One of the advantages of arbitration is the certainty that comes with it. While arbitration awards can be challenged in court, it is extremely difficult to overturn an award. In fact, courts will vacate, or refuse to confirm an arbitration award only if there was a serious conflict of interest or corruption on the part of a neutral arbitrator, or the arbitrators exceeded their powers. This latter ground, the arbitrators exceeding their authority, is most frequently used as a basis for setting aside an arbitral award. A recent decision by the Swedish Court of Appeals setting aside a US $173 million arbitration award provides some guidance on how this standard may be applied.
The underlying dispute resulted from a failed 1992 joint venture between a Russian company, Tyumenneftegaz ("TNGZ"), and the American company First National Petroleum ("FNP").
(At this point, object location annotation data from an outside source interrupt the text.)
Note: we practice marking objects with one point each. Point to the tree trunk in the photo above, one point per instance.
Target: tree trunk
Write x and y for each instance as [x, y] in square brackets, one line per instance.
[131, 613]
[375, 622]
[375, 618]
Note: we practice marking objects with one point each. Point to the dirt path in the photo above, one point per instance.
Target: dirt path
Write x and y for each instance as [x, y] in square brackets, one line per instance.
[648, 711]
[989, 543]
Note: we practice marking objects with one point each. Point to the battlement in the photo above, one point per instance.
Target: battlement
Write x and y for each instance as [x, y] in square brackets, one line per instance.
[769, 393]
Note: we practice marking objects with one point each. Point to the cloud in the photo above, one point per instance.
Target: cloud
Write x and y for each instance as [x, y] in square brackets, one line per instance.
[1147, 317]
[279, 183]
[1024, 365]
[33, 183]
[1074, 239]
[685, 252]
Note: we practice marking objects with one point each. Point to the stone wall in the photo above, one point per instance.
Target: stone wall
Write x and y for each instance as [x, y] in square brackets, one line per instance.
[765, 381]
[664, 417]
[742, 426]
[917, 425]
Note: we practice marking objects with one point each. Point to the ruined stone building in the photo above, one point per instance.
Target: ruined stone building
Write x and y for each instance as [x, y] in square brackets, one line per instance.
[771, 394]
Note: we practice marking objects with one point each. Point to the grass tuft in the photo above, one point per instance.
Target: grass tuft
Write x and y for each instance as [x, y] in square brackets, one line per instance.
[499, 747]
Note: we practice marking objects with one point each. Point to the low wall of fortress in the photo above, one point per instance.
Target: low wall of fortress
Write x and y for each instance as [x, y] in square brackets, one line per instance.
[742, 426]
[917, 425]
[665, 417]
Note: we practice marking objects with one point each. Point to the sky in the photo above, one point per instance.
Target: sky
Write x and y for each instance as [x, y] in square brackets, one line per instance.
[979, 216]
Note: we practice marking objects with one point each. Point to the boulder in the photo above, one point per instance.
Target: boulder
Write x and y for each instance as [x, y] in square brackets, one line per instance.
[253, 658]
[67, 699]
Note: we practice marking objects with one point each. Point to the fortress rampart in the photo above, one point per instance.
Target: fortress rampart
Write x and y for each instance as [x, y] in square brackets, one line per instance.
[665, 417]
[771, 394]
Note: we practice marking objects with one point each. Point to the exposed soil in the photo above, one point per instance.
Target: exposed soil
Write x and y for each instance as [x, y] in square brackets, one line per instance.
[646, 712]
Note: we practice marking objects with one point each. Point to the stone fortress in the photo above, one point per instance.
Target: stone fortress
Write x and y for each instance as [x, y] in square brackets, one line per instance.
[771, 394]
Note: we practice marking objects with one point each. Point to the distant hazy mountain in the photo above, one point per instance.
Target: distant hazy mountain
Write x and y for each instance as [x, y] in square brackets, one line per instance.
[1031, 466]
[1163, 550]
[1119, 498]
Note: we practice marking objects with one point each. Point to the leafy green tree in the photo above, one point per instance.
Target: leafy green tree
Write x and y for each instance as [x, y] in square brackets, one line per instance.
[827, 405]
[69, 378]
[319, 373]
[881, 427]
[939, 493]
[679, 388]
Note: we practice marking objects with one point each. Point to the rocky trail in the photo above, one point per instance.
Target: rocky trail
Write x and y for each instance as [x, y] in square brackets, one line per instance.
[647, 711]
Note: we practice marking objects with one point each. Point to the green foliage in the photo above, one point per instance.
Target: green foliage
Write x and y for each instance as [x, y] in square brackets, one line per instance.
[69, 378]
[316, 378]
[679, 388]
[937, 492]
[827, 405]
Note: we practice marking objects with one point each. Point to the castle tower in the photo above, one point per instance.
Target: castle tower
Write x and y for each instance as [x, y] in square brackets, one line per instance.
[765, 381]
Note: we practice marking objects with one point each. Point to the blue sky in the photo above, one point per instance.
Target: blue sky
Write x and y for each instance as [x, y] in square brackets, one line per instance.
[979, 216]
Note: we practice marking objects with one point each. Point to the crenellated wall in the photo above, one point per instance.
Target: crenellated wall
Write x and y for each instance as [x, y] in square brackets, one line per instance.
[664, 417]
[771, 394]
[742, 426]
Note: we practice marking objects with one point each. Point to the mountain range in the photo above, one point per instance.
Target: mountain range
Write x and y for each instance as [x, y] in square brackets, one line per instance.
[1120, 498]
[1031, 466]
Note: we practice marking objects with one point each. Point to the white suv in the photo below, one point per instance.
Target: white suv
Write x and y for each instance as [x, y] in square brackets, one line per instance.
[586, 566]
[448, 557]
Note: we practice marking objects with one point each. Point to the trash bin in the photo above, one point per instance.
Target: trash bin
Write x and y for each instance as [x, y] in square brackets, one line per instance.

Rather than obtain a license to develop certain oil and gas deposits in the name and for the benefit of the joint venture company, TNGZ obtained a license in 1993 in the name and for the benefit of itself. In December 2011, FNP filed a claim with the Arbitration Institute of the Stockholm Chamber of Commerce (the "SCC") for damages caused by the partnership breach. The arbitration hearing was conducted in the summer of 2013 and the award in favor of FNP was based on estimates of TNGZ's revenues from oil sales in the local market.
TNGZ challenged the arbitration and the Swedish Court of Appeals set the award aside on the grounds that arbitration tribunal exceeded its authority. The award was based on an oral statement that the Russian company had distorted the size of its estimated oil reserves. Although FNP had never officially claimed this breach, the arbitral panel nevertheless based its decision upon it. Each party was required to provide a legal foundation to support its position in the arbitration. Because FNP never specifically referred to the oral distortion to support its legal position, the Swedish Court of Appeals held that the tribunal should not have based its conclusions on it (it is not clear from available sources how the tribunal learned about the alleged distortion if FNP had not claimed it).
The decision is significant because of the size of the award involved and also because it is one of the few examples of an arbitration award being set aside by a court and therefore provides guidance on what constitutes exceeding an arbitrator's authority.